As noted by the court, "The trial consumed thirty-seven days (between Oct. 20, 2004 and Jan. 19, 2005) and generated 9,360 pages of transcript from twenty-four witnesses. The court also reviewed thousands of pages of deposition transcripts and 1,033 trial exhibits that filled more than twenty-two 31/2-inch binders." 2005 Del. Ch. LEXIS 113, *3.

Thus far, there have been four published decisions by the Court of Chancery and one by the Delaware Supreme Court (reversing Chancellor Chandler's original dismissal of the complaint).

To assist the reader in examination of this litigation, the five decisions are as follows (the Roman numeral references are the author's and do not correspond to references by Chancellor Chandler in the current decision):

Disney I: In Re The Walt Disney Company Derivative Litigation, 731 A.2d 342 (Del. Ch. 1998)

Disney II: Brehm, et al., v. Eisner, et al., 746 A.2d 244 (Del. 2000)

Disney III: In Re The Walt Disney Company Derivative Litigation, 825 A.2d 275 (Del. Ch. 2003)

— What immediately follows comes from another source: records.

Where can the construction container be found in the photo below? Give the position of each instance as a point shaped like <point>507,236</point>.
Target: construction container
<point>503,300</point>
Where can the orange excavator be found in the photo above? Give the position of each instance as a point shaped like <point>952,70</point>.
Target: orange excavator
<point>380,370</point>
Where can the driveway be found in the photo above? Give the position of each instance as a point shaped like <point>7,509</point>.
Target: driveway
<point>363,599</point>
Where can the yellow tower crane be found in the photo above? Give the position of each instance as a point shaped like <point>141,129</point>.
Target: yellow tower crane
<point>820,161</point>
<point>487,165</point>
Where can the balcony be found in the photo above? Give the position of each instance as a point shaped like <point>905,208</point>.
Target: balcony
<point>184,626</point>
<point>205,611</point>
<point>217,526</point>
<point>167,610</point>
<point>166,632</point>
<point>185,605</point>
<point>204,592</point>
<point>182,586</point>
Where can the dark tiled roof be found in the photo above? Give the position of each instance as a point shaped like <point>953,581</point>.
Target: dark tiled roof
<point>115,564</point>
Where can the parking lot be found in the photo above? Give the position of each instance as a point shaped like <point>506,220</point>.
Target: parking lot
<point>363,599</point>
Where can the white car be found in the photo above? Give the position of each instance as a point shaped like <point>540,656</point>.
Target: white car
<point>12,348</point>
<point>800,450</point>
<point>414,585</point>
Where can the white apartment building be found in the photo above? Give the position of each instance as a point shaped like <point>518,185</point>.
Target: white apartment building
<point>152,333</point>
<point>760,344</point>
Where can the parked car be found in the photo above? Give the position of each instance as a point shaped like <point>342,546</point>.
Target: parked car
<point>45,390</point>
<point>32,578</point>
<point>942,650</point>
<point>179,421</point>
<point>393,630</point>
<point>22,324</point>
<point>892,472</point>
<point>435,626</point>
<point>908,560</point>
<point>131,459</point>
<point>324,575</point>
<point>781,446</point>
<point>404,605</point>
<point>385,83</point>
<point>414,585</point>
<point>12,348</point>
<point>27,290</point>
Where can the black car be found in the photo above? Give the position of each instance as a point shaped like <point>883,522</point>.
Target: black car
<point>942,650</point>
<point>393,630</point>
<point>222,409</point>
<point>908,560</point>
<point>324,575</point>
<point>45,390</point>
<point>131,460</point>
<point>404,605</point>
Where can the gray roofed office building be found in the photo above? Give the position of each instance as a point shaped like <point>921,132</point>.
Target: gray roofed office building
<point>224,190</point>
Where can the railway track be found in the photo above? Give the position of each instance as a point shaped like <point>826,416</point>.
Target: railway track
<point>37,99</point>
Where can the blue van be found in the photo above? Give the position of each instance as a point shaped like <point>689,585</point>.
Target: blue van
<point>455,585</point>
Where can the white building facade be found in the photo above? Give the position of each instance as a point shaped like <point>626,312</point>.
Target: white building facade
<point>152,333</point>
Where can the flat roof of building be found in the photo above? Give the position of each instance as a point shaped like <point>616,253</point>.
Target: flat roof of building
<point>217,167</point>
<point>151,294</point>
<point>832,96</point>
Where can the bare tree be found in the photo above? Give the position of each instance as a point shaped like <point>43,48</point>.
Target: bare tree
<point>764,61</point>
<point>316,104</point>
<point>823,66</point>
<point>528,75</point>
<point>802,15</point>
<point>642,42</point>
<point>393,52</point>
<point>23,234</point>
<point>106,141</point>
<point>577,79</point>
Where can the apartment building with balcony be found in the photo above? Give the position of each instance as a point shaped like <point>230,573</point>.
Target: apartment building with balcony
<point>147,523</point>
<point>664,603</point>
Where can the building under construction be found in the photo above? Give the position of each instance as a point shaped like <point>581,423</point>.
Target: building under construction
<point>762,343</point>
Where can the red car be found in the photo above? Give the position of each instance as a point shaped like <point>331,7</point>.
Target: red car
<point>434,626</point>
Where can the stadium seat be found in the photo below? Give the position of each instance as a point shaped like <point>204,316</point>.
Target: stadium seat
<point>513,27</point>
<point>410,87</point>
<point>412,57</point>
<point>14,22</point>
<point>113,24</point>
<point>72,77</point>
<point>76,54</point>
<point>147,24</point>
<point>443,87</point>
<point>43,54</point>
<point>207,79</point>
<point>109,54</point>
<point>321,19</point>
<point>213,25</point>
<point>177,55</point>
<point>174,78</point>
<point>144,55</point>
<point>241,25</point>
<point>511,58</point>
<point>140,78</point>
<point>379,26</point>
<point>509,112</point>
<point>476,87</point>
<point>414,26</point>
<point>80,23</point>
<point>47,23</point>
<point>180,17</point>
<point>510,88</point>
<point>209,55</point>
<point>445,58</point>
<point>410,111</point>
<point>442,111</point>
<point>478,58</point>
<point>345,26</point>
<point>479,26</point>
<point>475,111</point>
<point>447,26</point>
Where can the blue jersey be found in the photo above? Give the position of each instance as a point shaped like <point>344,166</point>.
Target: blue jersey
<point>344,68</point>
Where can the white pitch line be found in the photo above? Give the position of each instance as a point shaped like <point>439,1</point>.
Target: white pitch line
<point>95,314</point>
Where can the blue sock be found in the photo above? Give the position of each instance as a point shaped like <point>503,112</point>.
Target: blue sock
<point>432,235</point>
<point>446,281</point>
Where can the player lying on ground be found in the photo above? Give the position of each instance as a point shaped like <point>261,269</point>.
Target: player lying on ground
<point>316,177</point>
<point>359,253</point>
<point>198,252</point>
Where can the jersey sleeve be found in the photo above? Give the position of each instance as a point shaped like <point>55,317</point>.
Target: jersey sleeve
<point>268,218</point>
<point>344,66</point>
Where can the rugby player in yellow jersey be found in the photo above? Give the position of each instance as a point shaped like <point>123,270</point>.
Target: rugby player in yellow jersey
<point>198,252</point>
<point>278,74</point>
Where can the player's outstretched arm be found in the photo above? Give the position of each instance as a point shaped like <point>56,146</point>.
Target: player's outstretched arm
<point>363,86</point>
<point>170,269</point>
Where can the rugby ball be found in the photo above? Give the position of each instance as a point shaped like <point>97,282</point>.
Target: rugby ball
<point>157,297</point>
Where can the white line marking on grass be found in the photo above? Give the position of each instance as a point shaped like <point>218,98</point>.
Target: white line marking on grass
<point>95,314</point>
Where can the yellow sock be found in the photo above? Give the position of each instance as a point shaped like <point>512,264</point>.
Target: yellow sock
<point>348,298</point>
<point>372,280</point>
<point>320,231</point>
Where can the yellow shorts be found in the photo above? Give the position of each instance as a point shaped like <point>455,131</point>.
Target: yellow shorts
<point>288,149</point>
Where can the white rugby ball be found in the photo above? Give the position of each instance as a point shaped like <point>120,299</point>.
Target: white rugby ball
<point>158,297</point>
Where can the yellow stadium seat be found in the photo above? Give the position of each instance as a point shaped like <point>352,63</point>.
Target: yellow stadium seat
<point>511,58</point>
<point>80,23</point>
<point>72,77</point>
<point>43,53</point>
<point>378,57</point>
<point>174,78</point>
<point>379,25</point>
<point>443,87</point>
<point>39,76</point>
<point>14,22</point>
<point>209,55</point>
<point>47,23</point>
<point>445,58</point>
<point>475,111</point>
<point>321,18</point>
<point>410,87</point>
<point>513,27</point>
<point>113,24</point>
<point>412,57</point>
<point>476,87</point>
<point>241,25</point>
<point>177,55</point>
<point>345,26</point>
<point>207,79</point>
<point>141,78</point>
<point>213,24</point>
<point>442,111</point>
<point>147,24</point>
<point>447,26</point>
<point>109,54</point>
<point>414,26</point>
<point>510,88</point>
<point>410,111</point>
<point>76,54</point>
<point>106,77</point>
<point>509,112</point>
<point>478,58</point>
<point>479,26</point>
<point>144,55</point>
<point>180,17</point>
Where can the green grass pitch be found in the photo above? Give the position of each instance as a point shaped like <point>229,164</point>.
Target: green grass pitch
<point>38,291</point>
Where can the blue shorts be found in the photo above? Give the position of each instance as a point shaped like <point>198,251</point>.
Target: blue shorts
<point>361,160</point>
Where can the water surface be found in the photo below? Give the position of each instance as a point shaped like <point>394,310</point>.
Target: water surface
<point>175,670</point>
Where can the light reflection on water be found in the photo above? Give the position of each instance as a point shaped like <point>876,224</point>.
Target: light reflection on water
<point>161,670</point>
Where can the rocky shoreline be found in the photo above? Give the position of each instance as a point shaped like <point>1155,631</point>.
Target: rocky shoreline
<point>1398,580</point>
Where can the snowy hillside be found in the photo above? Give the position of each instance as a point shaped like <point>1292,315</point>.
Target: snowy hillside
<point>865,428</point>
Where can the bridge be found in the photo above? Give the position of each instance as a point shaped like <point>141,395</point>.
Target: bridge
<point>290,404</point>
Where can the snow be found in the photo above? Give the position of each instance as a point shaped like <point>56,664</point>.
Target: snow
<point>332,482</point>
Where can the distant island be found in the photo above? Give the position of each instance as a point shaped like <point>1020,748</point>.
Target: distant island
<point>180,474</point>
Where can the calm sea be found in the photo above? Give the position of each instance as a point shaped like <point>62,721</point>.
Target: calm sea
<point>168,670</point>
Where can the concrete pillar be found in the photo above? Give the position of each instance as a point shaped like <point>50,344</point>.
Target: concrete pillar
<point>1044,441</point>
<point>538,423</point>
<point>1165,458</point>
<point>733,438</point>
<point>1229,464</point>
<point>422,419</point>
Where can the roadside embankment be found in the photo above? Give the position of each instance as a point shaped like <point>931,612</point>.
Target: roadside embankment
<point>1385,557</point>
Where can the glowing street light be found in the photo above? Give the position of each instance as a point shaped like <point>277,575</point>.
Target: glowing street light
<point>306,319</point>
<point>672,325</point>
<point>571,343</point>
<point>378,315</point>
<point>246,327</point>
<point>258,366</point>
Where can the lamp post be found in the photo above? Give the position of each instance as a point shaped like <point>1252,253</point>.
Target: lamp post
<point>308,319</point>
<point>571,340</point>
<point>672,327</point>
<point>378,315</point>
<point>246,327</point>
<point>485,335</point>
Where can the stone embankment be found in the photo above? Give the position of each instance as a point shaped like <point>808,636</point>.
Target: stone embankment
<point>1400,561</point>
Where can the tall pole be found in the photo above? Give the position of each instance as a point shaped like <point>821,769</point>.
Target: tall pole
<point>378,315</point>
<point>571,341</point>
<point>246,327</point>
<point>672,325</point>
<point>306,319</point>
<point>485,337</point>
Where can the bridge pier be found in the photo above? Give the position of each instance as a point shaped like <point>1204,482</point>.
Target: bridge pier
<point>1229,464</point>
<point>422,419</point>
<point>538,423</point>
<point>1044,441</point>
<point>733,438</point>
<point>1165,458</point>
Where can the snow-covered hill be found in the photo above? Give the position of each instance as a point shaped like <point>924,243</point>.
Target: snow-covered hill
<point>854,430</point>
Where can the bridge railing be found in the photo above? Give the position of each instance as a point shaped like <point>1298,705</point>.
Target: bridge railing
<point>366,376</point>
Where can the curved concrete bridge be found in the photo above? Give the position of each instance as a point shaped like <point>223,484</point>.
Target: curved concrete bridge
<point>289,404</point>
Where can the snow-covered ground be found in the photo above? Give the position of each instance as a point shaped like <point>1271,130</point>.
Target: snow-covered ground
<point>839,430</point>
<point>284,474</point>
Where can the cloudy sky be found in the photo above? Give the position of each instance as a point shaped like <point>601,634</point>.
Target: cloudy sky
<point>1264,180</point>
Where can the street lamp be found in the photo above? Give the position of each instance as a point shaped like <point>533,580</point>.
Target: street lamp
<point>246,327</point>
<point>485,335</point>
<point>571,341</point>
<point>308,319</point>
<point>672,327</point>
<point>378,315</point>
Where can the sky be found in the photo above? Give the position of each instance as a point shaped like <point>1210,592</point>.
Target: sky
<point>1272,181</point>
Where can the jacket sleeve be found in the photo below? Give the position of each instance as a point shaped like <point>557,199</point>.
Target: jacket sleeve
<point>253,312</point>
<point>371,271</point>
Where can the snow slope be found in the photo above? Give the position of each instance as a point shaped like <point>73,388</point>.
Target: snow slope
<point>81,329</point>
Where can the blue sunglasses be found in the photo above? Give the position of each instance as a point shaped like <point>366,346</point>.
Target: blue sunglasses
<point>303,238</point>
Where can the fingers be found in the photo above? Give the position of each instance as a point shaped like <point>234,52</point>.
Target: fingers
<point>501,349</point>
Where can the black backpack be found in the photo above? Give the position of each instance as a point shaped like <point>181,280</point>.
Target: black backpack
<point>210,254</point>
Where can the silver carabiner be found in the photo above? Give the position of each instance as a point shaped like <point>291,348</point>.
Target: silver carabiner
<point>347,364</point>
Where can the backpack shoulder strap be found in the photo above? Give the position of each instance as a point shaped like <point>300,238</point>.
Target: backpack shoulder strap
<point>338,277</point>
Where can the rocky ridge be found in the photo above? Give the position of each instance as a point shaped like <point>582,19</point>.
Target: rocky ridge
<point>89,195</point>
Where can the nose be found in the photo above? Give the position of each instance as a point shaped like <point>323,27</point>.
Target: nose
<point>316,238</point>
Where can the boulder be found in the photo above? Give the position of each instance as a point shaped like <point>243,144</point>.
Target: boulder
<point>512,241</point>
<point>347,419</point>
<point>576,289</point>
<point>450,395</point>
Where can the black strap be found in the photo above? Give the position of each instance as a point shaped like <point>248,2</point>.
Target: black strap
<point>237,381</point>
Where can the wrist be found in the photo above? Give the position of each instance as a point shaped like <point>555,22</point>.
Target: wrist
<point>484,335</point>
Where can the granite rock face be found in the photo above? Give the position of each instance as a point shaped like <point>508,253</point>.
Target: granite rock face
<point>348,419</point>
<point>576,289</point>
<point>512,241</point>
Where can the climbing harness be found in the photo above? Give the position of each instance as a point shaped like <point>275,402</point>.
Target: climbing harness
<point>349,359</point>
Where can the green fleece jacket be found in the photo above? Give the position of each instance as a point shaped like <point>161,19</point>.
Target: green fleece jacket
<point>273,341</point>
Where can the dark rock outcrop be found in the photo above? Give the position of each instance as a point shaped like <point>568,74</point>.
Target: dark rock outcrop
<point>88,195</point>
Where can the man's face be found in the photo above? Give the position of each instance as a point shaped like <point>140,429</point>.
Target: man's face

Disney IV: In Re The Walt Disney Company Derivative Litigation, 2004 Del. Ch. LEXIS 132

Disney V: In Re The Walt Disney Company Derivative Litigation, 2005 Del. Ch. LEXIS 113

[2] The court also noted the exculpation of directors from the consequences of lack of care provided by TWDC's certificate of incorporation pursuant to Delaware General Corporation Law (DGCL) § 102(b)(7). Section 102(b)(7) permits a Delaware corporation, by provision in its charter, to exculpate directors from monetary damages for violation of the duty of care provided they otherwise are in compliance with other obligations, including the duty of loyalty, and not engaging "in acts or omissions not in good faith or which involve intentional misconduct or a knowing violation of law." The defendants, however, did not need to rely on an affirmative defense under that exculpatory provision because of the court's finding that the plaintiffs did not overcome the presumption of the business judgment rule.

[3] The court refers to the board at the time of Mr. Ovitz's firing as the New Board because of a change in its membership between the time of Mr. Ovitz's hiring and the time of his firing. However, all but two of the directors were members of the board at both the time of hiring and the time of firing.

[4] The court examined the TWDC certificate of incorporation and bylaws and concluded that under these corporate documents, and the termination provisions of the Ovitz employment agreement, the board had no duty to act and properly left the matter of the Ovitz termination to Mr. Eisner and Mr. Litvack. The court found that, in the termination of Mr. Ovitz, Mr. Eisner and Mr. Litvack acted in good faith and without gross negligence.

[5] While the court references DGCL § 102(b)(7), the text of the opinion to which the statement is a footnote speaks to fiduciary duties of directors generally.

[6] The column includes comments on the "guideline role" of this latest Disney decision because Chancellor Chandler makes the following observation in the introduction to the opinion,

I have tried to outline carefully the relevant facts and law, in a detailed manner and with abundant citations to the voluminous record. I do this, in part, because of the possibility that the Opinion may serve as guidance for future officers and directors - not only of The Walt Disney Company, but of other Delaware corporations. Id. at *8.

The point being made in the column is that while the opinion represents a thorough and careful examination of the role and meaning of good faith in a very complex set of facts and circumstances, it is more an exposition on, than a guideline for, director behavior.

[7] Jacobellis v. Ohio, 378 US 184 (1964).